= Coordination of Access to Information Requests System =

Canadian database of freedom of information requests

The Coordination of Access to Information Requests System, also known as CAIRS, was a database of freedom of information requests made to the federal government of Canada under the Access to Information Act. It was operated by the Department of Public Works and Government Services. It was created in 1989 to internally track requests, and eventually allowed for access to previously filed requests, previously released documents, and then current requests. By 2008, millions of documents had been made available through CAIRS. In 2001, Public Works spent Can$166,000 upgrading the system.

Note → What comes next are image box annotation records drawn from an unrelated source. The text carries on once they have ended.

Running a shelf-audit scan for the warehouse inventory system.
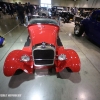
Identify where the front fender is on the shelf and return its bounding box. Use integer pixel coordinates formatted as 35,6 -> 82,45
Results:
55,47 -> 80,72
3,50 -> 33,76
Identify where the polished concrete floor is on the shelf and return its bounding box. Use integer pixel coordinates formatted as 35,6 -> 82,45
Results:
0,16 -> 100,100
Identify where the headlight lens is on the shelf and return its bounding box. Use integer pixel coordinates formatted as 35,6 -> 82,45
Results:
21,55 -> 30,62
58,54 -> 66,61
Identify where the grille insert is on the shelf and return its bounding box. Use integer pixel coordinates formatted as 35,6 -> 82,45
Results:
33,48 -> 54,66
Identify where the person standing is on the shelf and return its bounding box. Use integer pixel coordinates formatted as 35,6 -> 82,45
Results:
17,2 -> 24,25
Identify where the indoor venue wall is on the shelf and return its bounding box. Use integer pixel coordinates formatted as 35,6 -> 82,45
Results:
52,0 -> 75,7
3,0 -> 40,5
2,0 -> 100,8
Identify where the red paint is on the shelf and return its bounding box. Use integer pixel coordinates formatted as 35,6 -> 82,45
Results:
3,24 -> 80,76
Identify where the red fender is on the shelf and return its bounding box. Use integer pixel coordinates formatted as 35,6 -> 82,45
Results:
55,47 -> 80,72
3,50 -> 34,76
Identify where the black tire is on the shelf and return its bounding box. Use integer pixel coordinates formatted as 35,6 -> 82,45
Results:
74,24 -> 84,37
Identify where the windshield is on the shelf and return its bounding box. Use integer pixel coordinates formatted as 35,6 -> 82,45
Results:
28,18 -> 58,26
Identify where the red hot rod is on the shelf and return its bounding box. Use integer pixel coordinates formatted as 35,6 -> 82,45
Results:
3,18 -> 80,76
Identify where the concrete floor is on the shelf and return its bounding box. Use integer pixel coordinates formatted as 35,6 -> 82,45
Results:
0,17 -> 100,100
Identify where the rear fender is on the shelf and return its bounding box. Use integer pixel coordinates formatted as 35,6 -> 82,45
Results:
55,47 -> 80,72
3,50 -> 34,76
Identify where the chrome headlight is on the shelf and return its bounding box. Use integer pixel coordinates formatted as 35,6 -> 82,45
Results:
21,55 -> 30,62
58,54 -> 66,61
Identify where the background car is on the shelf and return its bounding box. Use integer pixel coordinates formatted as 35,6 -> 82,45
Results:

Effective April 1, 2008, the Treasury Board has stated that "the requirement to update CAIRS is no longer in effect". The database was shut down due to high maintenance costs and its inefficiency, as stated by the Conservative Prime Minister Stephen Harper. Treasury Board President Vic Toews described the system as a tool used to inhibit freedom of information:

If anyone made a request that was considered sensitive, the request was shipped to the appropriate Liberal minister. At that point the Liberal minister would manage, control or delay the request. That was the purpose of the system. That is a pretty convenient system the Liberals had, but it is not one that the government will continue with.

In response, Liberal Leader of the Opposition Stéphane Dion described Harper's government as "the most secretive government in the history of our country."

While the government cited Alastair Roberts, a Syracuse University political scientist, as a critic of CAIRS, Roberts publicly commented that he was not in favour of shutting down the system, saying "They really don't care what I think about CAIRS or any other aspect of ATI [access to information]...[i]f they did they would have taken my advice about CAIRS a few years ago when I said they ought to switch on the capacity to make the entire thing publicly accessible." A reproduction of CAIRS was developed and made publicly available by Alasdair Roberts. Roberts acquired digital "monthly reports" from the Treasury Board of the "requests" made through the CAIRS. In July 2004, the reports were scanned and subsequently sent to Roberts in PDF format. The reports were unusable due to the lack of capacity to search the document, therefore rendering Roberts' database ineffective.